Preci è un comune della provincia di Perugia situato nell’Appennino umbro a circa 600 mt. s.l.m. all’interno del territorio del Parco Nazionale dei Monti Sibillini.

Precisamente dista 73 km da Ascoli Piceno, 235 km dal casello autostradale di Cesena Nord, 94 km da Perugia, 178 km da Roma, 106 km dal casello autostradale di San Benedetto del Tronto, confinando con le vicine località di: Castelsantangelo sul Nera (MC), Cerreto di Spoleto, (PG), Norcia (PG), Visso (MC). La sua posizione geografica permette ai numerosi preciani (i nativi di Preci) emigrati verso le città, di poter far frequentemente ritorno durante l’anno.

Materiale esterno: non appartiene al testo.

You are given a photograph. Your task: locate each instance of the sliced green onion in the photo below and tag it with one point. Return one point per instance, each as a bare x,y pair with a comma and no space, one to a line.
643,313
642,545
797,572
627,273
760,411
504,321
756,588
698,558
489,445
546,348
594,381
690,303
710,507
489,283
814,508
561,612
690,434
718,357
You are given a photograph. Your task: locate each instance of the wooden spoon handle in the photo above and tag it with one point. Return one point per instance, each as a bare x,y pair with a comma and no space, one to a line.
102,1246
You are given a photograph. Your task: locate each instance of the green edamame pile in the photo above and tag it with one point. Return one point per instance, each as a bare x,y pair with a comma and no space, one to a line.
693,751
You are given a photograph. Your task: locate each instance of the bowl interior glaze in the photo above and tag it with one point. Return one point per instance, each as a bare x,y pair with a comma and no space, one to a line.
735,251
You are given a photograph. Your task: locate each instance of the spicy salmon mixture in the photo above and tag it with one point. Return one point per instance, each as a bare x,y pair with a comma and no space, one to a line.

La sua superficie si estende per circa 82 km2 comprendendo le sue 18 piccole frazioni sparse: Abeto, Acquaro, Belforte, Castelvecchio, Collazzoni, Collescille, Corone, Fiano d’Abeto, Montaglioni, Montebufo, Piedivalle, Poggio di Croce, Roccanolfi, Saccovescio, San Vito, Todiano, Valle.

L’altitudine delle frazioni varia sensibilmente dal collinare abitato di Belforte a 440 mt. s.l.m. fino a salire verso la punta più alta ad Abeto a 980 mt. s.l.m. Dal punto di vista geografico e naturalistico, il comune di Preci, si estende nella Val Castoriana su di un territorio prevalentemente montuoso dove ampie radure e tappeti erbosi dediti all’agricoltura ed ai pascoli si alternano a faggete e boschi cedui (boschi tagliati periodicamente che si rigenerano grazie all’immissione di polloni, cioè di ricacci vegetativi). Il clima è quello tipico collinare dove la temperatura durante la stagione invernale può scendere anche di diversi gradi sotto lo zero ma nel periodo estivo le giornate sono fresche e miti, salvo che alcuni giorni che potranno essere particolarmente afosi alle quote più basse.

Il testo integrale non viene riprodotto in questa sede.